In the exact same container on amd64 architecture (--platform=amd64), the issue is non-existent.

This highly similar to #1206, which was running version v0.12.1

Investigation

The issues seems to arise from the golang/snappy dependency. After digging a bit, I stumbled upon this assembly issue on snappy. Issue is known and should be fixed by using snappy > v0.0.3

Snappy is actually used by tendermint db package. Dependency graph: akash v0.14.1 -> github.com/tendermint/tm-db v0.6.4 -> github.com/syndtr/goleveldb v1.0.1-0.20200815110645-5c35d600f0ca -> github.com/golang/snappy v0.0.1

Note that github.com/tendermint/tendermint also uses github.com/tendermint/tm-db

Conclusion

I hope that the investigation is correct.

I will probably raise an issue on github.com/tendermint/tm-db side, to see if it’s possible to update the snappy dependency, since master is still using v0.0.1

But I am raising it here also because akash README.md states that binary is compatible with linux/arm64, which is not true at the moment.

WinterNis avatar Jan 20 '22 09:01 WinterNis

we encountered this with gaia and the fix was upstream:

https://github.com/cosmos/gaia/issues/862

faddat avatar Jan 20 '22 14:01 faddat

I can't see it in your post, can you please tell us the hardware you are running on? ARM is a very large family.

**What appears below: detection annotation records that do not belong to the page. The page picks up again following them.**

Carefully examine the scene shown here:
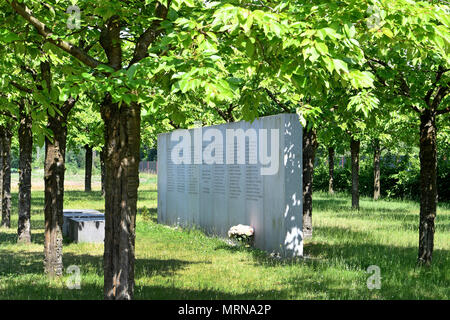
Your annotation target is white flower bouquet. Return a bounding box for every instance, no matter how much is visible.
[228,224,255,247]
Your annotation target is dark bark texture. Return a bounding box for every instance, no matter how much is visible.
[100,147,105,197]
[303,129,318,238]
[101,95,140,300]
[1,127,12,228]
[17,102,33,243]
[328,147,334,194]
[418,109,438,265]
[84,145,92,192]
[350,137,361,210]
[373,139,381,200]
[41,61,76,278]
[44,98,76,277]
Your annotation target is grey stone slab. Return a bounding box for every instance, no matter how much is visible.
[62,209,104,236]
[157,114,303,257]
[68,217,105,243]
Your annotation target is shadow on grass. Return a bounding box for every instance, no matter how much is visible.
[215,227,450,276]
[0,249,211,278]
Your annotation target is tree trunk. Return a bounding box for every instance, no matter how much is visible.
[84,145,92,192]
[0,125,3,227]
[373,139,381,200]
[101,94,140,300]
[100,147,105,197]
[303,129,318,238]
[350,137,361,210]
[44,107,75,277]
[17,102,33,243]
[328,147,334,194]
[1,128,12,228]
[418,109,438,265]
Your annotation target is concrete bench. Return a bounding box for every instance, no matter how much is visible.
[62,209,105,236]
[68,216,105,243]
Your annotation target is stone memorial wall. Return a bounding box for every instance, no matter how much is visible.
[158,114,303,257]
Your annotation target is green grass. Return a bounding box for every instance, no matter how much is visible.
[0,176,450,299]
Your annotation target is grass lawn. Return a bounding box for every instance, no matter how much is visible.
[0,175,450,300]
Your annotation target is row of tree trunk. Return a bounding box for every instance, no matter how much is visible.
[303,131,381,238]
[0,124,12,228]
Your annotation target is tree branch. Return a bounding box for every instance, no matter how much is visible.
[9,81,33,93]
[128,0,172,68]
[10,0,101,68]
[264,88,291,113]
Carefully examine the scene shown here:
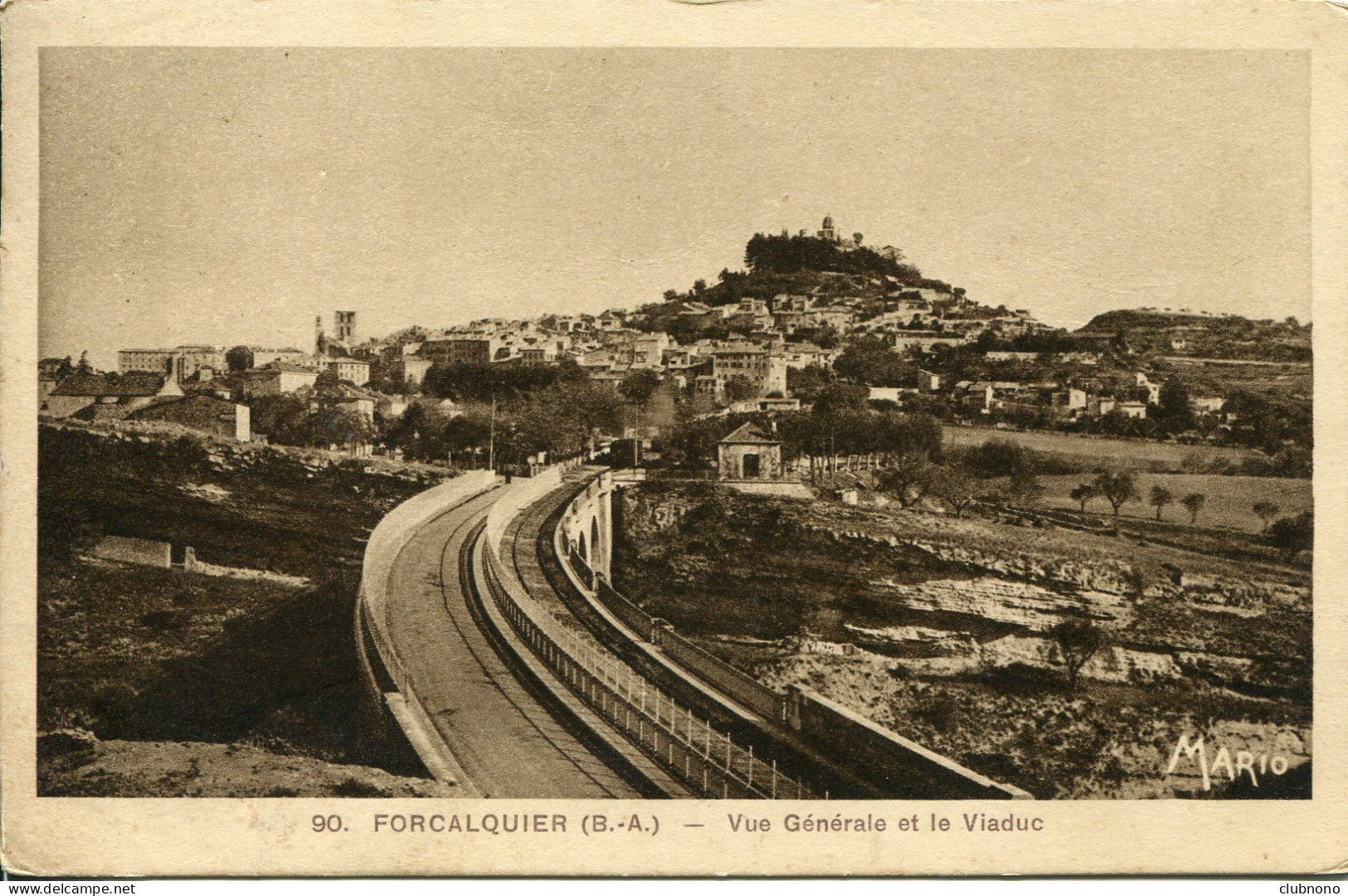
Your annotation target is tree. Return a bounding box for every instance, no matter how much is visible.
[1049,620,1106,691]
[879,454,937,507]
[1149,485,1175,522]
[1156,376,1193,432]
[1180,492,1208,525]
[1092,470,1138,516]
[1249,501,1282,535]
[1268,511,1316,559]
[225,345,254,373]
[833,335,917,387]
[932,465,981,518]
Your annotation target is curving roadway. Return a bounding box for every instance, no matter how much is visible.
[387,490,642,799]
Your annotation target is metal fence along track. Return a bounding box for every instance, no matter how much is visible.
[481,528,818,799]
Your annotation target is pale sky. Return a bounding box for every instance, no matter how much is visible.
[39,48,1311,369]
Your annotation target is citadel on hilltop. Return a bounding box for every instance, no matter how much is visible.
[41,216,1311,455]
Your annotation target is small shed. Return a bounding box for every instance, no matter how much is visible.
[716,423,782,480]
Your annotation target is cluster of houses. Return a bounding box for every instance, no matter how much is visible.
[39,218,1229,450]
[38,311,407,442]
[943,372,1235,423]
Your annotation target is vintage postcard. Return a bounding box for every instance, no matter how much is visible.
[0,0,1348,876]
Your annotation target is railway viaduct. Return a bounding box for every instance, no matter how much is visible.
[356,464,1029,799]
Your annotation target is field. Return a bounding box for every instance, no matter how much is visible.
[941,426,1262,469]
[1039,473,1314,533]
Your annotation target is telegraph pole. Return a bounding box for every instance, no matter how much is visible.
[487,395,496,473]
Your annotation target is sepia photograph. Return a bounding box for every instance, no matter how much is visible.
[30,47,1314,808]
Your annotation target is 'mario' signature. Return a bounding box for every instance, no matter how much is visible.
[1166,734,1287,790]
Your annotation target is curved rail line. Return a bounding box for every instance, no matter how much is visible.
[374,493,643,799]
[433,511,632,799]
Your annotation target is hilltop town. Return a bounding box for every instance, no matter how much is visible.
[39,218,1314,797]
[39,217,1311,475]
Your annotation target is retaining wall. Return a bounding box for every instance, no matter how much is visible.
[93,535,173,568]
[356,470,496,786]
[481,464,815,799]
[556,471,1030,799]
[786,687,1033,799]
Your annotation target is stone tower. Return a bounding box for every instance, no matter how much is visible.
[333,311,356,343]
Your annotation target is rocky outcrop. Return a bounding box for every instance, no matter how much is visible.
[875,578,1132,631]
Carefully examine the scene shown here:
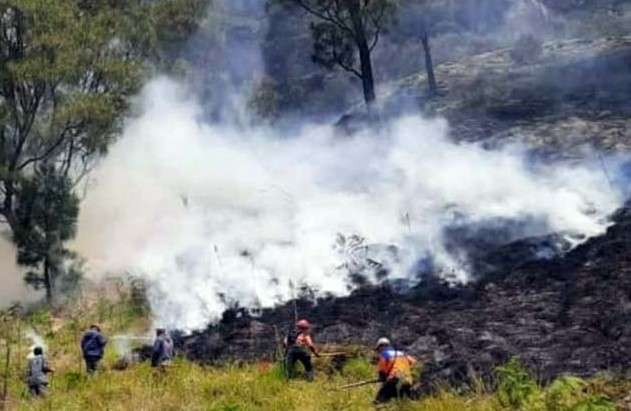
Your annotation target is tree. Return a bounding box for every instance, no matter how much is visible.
[13,165,79,303]
[281,0,395,107]
[398,1,438,96]
[0,0,208,298]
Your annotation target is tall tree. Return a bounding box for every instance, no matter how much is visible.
[397,0,445,96]
[281,0,395,106]
[13,165,79,303]
[0,0,209,299]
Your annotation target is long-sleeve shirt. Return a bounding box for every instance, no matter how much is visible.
[26,355,52,385]
[151,335,173,367]
[81,330,107,358]
[377,348,416,383]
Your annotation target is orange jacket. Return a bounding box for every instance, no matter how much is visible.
[377,348,416,383]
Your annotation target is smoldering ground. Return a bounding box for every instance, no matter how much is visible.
[77,78,622,329]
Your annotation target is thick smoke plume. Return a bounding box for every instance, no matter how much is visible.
[78,79,621,329]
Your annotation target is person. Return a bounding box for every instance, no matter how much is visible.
[81,324,107,374]
[285,320,320,381]
[375,337,416,404]
[26,347,53,397]
[151,328,173,368]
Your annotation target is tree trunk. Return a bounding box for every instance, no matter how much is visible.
[44,256,53,305]
[421,31,438,96]
[359,41,377,107]
[2,336,11,410]
[348,0,376,108]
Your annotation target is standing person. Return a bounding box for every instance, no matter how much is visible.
[285,320,320,381]
[375,338,416,404]
[151,328,173,367]
[26,347,53,397]
[81,324,107,374]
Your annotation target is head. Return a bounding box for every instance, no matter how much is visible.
[375,337,392,353]
[296,319,311,333]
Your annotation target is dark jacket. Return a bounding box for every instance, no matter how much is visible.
[151,335,173,367]
[26,355,52,386]
[81,330,107,358]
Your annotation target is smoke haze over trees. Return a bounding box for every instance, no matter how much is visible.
[0,0,626,338]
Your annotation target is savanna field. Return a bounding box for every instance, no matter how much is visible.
[0,297,631,411]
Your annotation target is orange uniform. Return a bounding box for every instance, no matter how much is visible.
[377,348,416,384]
[296,333,315,351]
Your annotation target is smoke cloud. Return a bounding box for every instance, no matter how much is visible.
[77,78,622,329]
[0,237,40,309]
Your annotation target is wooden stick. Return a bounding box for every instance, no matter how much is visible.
[338,380,381,390]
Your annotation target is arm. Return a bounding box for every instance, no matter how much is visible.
[42,360,55,374]
[377,356,389,382]
[151,340,163,367]
[305,335,320,357]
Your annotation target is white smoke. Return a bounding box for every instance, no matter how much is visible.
[78,79,621,329]
[24,328,48,358]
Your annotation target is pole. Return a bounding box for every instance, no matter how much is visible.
[338,380,381,390]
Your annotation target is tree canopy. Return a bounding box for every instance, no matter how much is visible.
[0,0,209,302]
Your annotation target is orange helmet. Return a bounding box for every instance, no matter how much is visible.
[296,320,311,330]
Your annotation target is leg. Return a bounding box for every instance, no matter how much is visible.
[85,357,99,374]
[285,348,298,378]
[399,383,412,400]
[375,380,398,404]
[298,350,315,381]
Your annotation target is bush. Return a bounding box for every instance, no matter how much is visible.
[510,34,543,64]
[496,358,541,409]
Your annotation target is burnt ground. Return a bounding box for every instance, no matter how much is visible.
[181,206,631,385]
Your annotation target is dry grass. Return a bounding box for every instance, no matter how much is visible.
[0,301,629,411]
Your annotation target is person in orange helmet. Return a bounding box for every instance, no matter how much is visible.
[375,338,416,404]
[285,320,320,381]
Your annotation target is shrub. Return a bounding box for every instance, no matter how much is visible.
[496,358,541,409]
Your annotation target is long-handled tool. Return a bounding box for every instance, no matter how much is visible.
[318,352,348,357]
[337,379,381,390]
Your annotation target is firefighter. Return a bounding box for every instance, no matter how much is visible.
[285,320,320,381]
[375,338,416,404]
[151,328,173,368]
[26,347,53,397]
[81,324,107,374]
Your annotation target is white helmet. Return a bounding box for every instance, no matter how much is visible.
[375,337,392,348]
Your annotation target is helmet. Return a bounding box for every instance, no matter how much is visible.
[375,337,392,348]
[296,320,311,330]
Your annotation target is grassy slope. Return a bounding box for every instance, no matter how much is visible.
[0,296,628,411]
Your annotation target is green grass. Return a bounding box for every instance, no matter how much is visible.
[0,301,631,411]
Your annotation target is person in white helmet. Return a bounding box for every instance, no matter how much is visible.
[375,337,417,404]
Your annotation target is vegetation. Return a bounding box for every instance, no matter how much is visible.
[0,0,208,302]
[281,0,395,105]
[0,287,631,411]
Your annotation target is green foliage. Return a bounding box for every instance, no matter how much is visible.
[545,376,616,411]
[496,358,541,409]
[13,166,81,299]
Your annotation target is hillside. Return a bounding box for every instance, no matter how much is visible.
[183,203,631,392]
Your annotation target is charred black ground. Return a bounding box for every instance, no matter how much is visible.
[181,204,631,390]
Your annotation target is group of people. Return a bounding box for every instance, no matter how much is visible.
[284,320,417,404]
[26,324,174,397]
[27,320,416,403]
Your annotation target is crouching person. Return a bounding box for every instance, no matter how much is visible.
[26,347,53,397]
[151,328,173,368]
[81,325,107,375]
[375,338,416,404]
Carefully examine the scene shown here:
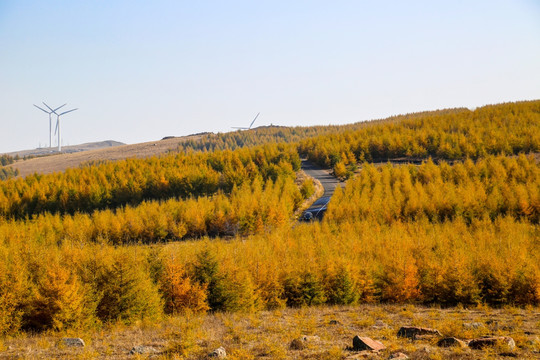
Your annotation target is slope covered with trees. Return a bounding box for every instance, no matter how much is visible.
[0,144,300,218]
[0,101,540,334]
[299,101,540,167]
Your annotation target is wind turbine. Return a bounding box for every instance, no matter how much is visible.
[34,103,67,148]
[54,108,78,152]
[233,113,261,130]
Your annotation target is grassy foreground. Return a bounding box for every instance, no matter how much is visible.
[0,305,540,359]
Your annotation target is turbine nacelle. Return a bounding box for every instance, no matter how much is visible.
[34,101,78,152]
[232,113,261,130]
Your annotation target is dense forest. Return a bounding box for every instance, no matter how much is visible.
[0,101,540,334]
[0,144,300,218]
[299,101,540,167]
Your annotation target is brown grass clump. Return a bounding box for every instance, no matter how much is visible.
[0,305,540,360]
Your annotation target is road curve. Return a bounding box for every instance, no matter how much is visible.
[302,160,341,220]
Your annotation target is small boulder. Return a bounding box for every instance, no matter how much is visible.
[129,345,158,355]
[397,326,442,339]
[372,320,388,329]
[208,346,227,359]
[469,336,516,349]
[289,335,321,350]
[437,337,467,347]
[353,335,386,351]
[388,353,409,360]
[463,322,484,329]
[62,338,85,347]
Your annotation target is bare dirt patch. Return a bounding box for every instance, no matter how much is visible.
[10,135,200,177]
[0,305,540,360]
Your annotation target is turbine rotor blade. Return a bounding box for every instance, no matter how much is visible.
[42,101,56,114]
[33,104,50,114]
[55,108,79,116]
[54,103,67,111]
[248,113,261,129]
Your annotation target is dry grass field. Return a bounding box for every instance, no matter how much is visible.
[10,135,200,177]
[0,305,540,359]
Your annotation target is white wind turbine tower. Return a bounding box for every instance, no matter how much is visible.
[34,103,67,148]
[54,109,77,152]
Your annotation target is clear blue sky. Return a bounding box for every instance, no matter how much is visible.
[0,0,540,152]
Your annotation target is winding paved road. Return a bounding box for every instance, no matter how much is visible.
[302,160,341,220]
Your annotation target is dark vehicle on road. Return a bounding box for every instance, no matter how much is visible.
[302,196,330,221]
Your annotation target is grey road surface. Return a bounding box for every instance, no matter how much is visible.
[302,160,341,220]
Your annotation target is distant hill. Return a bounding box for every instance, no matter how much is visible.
[6,140,125,158]
[8,135,201,177]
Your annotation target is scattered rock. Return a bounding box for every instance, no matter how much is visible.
[129,345,158,355]
[499,352,518,357]
[397,326,442,340]
[353,335,386,351]
[62,338,85,347]
[345,351,380,360]
[437,337,467,347]
[388,353,409,360]
[208,346,227,359]
[373,320,388,329]
[289,335,321,350]
[463,322,484,329]
[469,336,516,349]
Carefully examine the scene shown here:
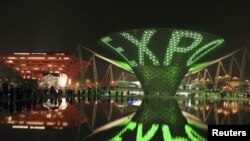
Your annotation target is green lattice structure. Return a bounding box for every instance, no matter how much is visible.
[101,29,224,140]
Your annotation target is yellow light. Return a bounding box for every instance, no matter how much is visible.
[8,57,16,59]
[28,57,45,60]
[63,57,69,60]
[14,53,30,55]
[26,121,43,125]
[6,60,13,63]
[31,53,47,55]
[48,57,56,60]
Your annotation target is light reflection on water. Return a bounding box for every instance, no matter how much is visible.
[178,99,250,124]
[0,98,250,129]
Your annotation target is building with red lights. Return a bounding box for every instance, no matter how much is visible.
[1,53,88,86]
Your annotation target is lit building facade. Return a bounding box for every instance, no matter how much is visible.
[100,29,224,140]
[1,53,88,85]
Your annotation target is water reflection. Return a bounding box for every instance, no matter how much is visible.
[0,96,250,138]
[178,99,250,124]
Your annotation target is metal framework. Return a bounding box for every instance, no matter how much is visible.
[98,29,224,140]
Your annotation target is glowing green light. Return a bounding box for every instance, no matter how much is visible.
[109,122,136,141]
[185,125,207,141]
[136,124,159,141]
[163,30,203,66]
[162,125,188,141]
[110,121,206,141]
[187,39,224,66]
[120,30,160,66]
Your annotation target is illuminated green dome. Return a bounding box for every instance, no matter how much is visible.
[101,29,224,140]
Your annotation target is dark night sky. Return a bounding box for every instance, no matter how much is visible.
[0,0,250,59]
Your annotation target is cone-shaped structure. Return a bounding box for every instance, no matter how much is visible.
[101,29,224,140]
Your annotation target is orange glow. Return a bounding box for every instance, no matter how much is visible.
[28,57,45,60]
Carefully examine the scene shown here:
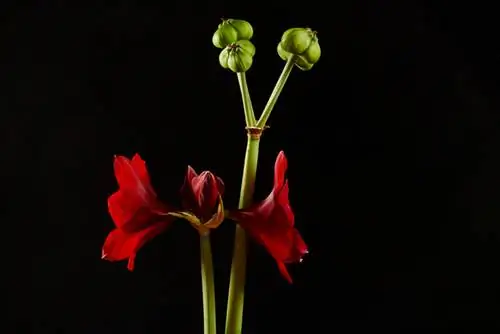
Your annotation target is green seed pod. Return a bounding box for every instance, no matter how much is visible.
[219,48,231,68]
[227,50,253,73]
[281,28,314,54]
[212,19,253,49]
[277,28,321,71]
[277,43,314,71]
[219,41,255,73]
[295,62,314,71]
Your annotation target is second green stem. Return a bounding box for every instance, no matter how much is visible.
[226,134,260,334]
[200,234,217,334]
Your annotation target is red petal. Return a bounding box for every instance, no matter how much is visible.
[276,261,293,284]
[273,151,288,190]
[108,190,160,232]
[191,171,220,218]
[113,154,156,202]
[102,221,170,270]
[130,154,151,184]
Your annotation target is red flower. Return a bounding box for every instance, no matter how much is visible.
[181,166,224,222]
[231,152,308,283]
[102,154,174,270]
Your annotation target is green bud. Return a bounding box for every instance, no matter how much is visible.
[277,28,321,71]
[219,40,255,73]
[212,19,253,49]
[278,43,314,71]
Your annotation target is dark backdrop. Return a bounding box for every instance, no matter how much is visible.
[4,1,500,334]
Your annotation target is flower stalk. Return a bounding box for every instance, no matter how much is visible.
[200,233,217,334]
[225,57,295,334]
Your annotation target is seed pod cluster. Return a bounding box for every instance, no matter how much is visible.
[277,28,321,71]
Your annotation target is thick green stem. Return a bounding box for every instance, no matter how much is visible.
[237,72,256,127]
[255,56,295,129]
[226,57,295,334]
[226,134,260,334]
[200,234,217,334]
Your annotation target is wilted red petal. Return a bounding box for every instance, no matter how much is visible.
[276,261,293,284]
[181,166,224,220]
[273,151,288,191]
[102,221,170,270]
[113,154,156,198]
[231,152,307,282]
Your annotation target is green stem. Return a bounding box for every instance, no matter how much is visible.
[200,234,217,334]
[226,134,260,334]
[236,72,256,127]
[225,57,295,334]
[255,56,295,129]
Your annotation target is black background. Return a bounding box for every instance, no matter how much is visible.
[4,1,500,334]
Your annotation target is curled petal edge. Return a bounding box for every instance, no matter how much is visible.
[166,195,225,235]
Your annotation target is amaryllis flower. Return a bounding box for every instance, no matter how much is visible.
[171,166,224,234]
[102,154,175,270]
[230,152,308,283]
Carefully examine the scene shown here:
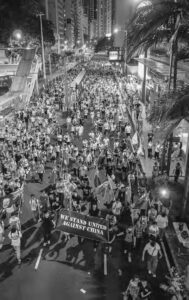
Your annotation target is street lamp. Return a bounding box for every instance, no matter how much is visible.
[13,29,22,40]
[114,28,127,75]
[37,13,46,80]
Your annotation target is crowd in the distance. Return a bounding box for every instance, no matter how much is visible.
[0,57,176,299]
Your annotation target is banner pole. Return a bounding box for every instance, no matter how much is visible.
[104,253,108,276]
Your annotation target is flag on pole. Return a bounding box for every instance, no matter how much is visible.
[108,175,116,190]
[88,168,101,189]
[131,131,138,145]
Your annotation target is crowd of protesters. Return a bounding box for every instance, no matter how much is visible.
[0,61,176,299]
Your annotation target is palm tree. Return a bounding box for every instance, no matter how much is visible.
[128,0,189,89]
[128,0,189,173]
[148,86,189,217]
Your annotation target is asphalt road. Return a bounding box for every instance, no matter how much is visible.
[0,67,167,300]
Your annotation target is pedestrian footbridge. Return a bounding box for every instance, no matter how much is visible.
[0,48,41,111]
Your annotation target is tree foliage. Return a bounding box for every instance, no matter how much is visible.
[148,85,189,139]
[0,0,55,45]
[128,0,189,58]
[95,37,113,52]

hydrogen18 avatar Jan 21 '22 17:01 hydrogen18

we encountered this with gaia and the fix was upstream:

cosmos/gaia#862

Thanks for the insight ! Did not know about that. That makes it relevant to have it fixed on tm-db side directly though.

WinterNis avatar Jan 24 '22 07:01 WinterNis

I can't see it in your post, can you please tell us the hardware you are running on? ARM is a very large family.

My bad. I have added the following note on the issue description:

Note: I ran the docker command from a 2020 M1 macbook, on Monterey. With docker desktop you can use multi architecture support with --platform, which uses qemu on the background to run other arch than your host. (linux/arm64 instead of darwin/arm64 here). I first had the panic issue from an AWS graviton instance, which is linux/arm64, and then reproduced it locally thanks to docker multi-arch support.

WinterNis avatar Jan 24 '22 07:01 WinterNis

I had the same issue on on AWS t4g.large which is a linux/arm64 graviton instance using v0.14.0

mofhusseini avatar Jan 26 '22 21:01 mofhusseini

Appreciate all the feedback on this, we'll have to block off some time to perform our own tests on different ARM platforms in the future.

hydrogen18 avatar Jan 26 '22 22:01 hydrogen18